Além do nascimento da pequena Holly, esse episódio deixou bem mais às claras a realidade entre o casal Waterford. Que a situação estava insustentável nós todos já sabíamos. Mas foi a primeira vez que, tomada de ira (oi, pecado) Serena diz com todas as letras que abriu mão de tudo para ter um bebê e agora não tem nada. Para quem não lembra, a grande militância da Srª. Waterford era a favor da vida. Ela defendia que as mulheres dedicassem menos tempo ao trabalho e mais tempo à vida doméstica, se empenhassem em procriar e não abortassem (tem uns discursos desses no Brasil de 2019, né?).

Ela dedicou sua vida à essa causa. Nós vimos cenas dela e o marido rezando antes de transar para que pudessem ser abençoados com uma gravidez. Eu me pergunto qual o grande problema dessas pessoas em adotar uma criança. Afinal, se o seu desejo mais profundo é ser mãe, educar uma criança, há centenas delas sem mães e pais, desejando ser acolhida por uma família. Mas se o desejo é gerar ou satisfazer um capricho pessoal inspirado principalmente em fanatismo religioso, aí… Bom, aí que bom que ela realmente não teve um filho, pois criança nenhuma merece uma mãe e um pai desses.

E está lá o casal Waterford lavando a roupa suja enquanto June se esgueira naquela imensa mansão tentando não ser pega. Quando os dois saem sem sequer revistarem a casa com atenção, olharem a garagem eu desejei profundamente que June tivesse atirado neles, porque como disse Serena, ele é muito burro.

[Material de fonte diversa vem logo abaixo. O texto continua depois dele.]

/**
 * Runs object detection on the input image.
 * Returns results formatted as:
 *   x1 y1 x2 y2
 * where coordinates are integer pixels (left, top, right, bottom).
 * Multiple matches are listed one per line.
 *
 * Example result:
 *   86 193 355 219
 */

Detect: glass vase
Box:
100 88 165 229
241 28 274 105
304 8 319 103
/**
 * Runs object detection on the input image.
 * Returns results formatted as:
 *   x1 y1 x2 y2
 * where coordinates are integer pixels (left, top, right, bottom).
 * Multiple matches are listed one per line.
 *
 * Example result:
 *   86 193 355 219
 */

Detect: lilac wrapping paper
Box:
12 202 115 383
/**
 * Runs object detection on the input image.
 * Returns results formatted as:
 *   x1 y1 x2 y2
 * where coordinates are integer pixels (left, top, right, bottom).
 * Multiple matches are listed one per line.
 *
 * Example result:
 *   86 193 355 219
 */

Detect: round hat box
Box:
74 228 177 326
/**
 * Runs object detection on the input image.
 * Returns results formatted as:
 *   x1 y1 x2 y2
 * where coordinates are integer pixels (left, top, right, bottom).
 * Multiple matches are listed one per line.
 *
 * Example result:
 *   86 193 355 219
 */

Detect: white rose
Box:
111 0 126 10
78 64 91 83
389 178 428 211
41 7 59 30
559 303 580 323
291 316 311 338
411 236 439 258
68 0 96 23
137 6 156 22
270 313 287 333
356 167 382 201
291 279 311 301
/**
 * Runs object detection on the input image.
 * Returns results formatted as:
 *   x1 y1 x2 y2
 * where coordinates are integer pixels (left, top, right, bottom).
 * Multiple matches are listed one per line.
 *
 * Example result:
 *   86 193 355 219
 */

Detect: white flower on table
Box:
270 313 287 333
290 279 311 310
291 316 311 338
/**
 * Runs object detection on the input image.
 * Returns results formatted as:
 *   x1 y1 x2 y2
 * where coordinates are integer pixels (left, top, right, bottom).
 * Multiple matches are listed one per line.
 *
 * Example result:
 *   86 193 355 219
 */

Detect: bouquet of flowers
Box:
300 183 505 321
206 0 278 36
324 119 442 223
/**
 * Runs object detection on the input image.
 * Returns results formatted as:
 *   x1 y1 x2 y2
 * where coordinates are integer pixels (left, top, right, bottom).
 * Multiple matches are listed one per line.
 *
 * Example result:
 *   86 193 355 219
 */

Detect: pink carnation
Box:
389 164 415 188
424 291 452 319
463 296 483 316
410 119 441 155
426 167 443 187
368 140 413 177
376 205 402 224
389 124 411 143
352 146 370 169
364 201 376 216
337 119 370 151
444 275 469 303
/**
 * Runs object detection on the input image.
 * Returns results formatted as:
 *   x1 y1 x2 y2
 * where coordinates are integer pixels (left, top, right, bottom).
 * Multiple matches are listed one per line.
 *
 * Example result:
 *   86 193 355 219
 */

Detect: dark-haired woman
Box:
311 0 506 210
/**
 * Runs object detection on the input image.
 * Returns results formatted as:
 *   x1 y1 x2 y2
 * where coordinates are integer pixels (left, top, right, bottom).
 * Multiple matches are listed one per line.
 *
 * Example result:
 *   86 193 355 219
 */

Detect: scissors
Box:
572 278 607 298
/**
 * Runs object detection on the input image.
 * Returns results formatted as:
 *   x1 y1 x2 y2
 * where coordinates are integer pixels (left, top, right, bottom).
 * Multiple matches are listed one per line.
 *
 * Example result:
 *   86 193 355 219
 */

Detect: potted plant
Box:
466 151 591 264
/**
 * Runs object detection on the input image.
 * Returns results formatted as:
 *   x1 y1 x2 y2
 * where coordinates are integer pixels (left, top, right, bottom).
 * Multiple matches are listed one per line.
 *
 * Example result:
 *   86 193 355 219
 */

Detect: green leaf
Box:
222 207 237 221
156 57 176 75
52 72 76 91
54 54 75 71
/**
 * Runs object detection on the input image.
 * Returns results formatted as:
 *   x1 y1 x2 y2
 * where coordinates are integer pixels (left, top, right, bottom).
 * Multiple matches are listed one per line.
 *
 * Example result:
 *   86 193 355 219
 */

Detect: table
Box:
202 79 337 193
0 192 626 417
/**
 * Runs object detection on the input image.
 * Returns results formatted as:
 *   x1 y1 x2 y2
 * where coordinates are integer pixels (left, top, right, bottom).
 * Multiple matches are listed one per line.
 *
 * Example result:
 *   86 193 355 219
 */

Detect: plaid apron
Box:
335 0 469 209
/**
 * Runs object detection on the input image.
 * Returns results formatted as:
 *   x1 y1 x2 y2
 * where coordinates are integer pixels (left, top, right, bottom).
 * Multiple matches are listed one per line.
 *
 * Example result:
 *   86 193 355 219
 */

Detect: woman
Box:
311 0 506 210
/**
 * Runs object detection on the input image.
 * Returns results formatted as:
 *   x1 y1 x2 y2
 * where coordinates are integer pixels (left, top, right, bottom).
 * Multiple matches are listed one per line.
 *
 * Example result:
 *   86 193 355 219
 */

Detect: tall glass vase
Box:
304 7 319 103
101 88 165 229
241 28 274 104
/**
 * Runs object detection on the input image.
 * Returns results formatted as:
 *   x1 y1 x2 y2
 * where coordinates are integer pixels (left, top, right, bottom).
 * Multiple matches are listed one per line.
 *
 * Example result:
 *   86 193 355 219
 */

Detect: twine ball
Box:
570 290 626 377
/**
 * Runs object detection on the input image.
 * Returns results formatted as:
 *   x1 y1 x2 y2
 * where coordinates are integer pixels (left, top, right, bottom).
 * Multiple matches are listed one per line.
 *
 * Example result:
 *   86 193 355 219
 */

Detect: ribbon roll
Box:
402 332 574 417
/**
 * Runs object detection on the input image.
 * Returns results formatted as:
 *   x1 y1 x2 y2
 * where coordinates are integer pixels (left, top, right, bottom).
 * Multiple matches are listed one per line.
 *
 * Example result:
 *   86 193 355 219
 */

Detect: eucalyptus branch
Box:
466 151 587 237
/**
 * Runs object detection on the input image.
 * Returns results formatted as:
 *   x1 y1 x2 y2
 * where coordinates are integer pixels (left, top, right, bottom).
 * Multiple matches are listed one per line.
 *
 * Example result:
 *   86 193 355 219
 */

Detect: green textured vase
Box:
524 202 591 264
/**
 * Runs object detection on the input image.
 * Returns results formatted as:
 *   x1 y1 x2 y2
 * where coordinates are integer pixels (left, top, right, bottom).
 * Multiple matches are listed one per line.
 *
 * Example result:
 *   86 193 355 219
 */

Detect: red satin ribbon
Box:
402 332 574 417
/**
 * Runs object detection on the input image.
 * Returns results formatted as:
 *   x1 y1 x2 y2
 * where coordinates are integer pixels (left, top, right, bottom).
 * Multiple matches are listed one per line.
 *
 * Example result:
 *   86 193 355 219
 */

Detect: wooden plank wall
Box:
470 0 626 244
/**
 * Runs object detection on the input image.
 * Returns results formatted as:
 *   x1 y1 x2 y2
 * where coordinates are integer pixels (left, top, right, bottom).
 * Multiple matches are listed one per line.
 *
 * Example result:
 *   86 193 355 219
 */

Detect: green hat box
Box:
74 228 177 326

Eu entendo que June precisa voltar para Gilead para a história prosseguir, mas as cenas dela tentando arrebentar o portão da garagem foram terrivelmente forçadas. Difícil acreditar que o carro não teria derrubado o portão, podiam ter pensado em outra solução, paciência.

E então o processo do parto tem início. Entre as lembranças do nascimento de Hannah que ela acabou de perder novamente, June traz ao mundo a pequena Holly. Colocar o nome da mãe na menina é bastante significativo pois, Holly (a avó) dedicou a vida a enfrentar o fundamentalismo que insistia em avançar sobre o corpo e os direitos das mulheres. A pequena Holly nasce nesse mundo totalmente tomado pela ignorância religiosa, em que mulheres são cidadãos de segunda classe para servir e satisfazer os desejos masculinos.

Sinceramente não há muito o que dizer sobre o episódio, é um breve período de transição. Um pequeno sopro de liberdade para June. Poder parir sem aquele circo armado em Gilead pode ter sido gratificante e empoderador, mas agora ela e a pequena Holly serão levadas de volta “para casa”. Quais serão as consequências para June? E para Nick? E para o comandante?

PS: Achei uma linda opção do roteiro colocar June nua para dar à luz. Ela podia estar de roupa, de camisola? Podia. Como certamente aconteceria na pudica República de Gilead. Mas por que não estar nua em um ritual pelo qual as mulheres passam desde que o mundo existe? O corpo que gerou e pariu aquela criança continuará dando-lhe vida e a acolhe em toda sua plenitude, não há do que se envergonhar. Uma das poucas vezes em que vi a nudez feminina ser usada com qualidade em Hollywood.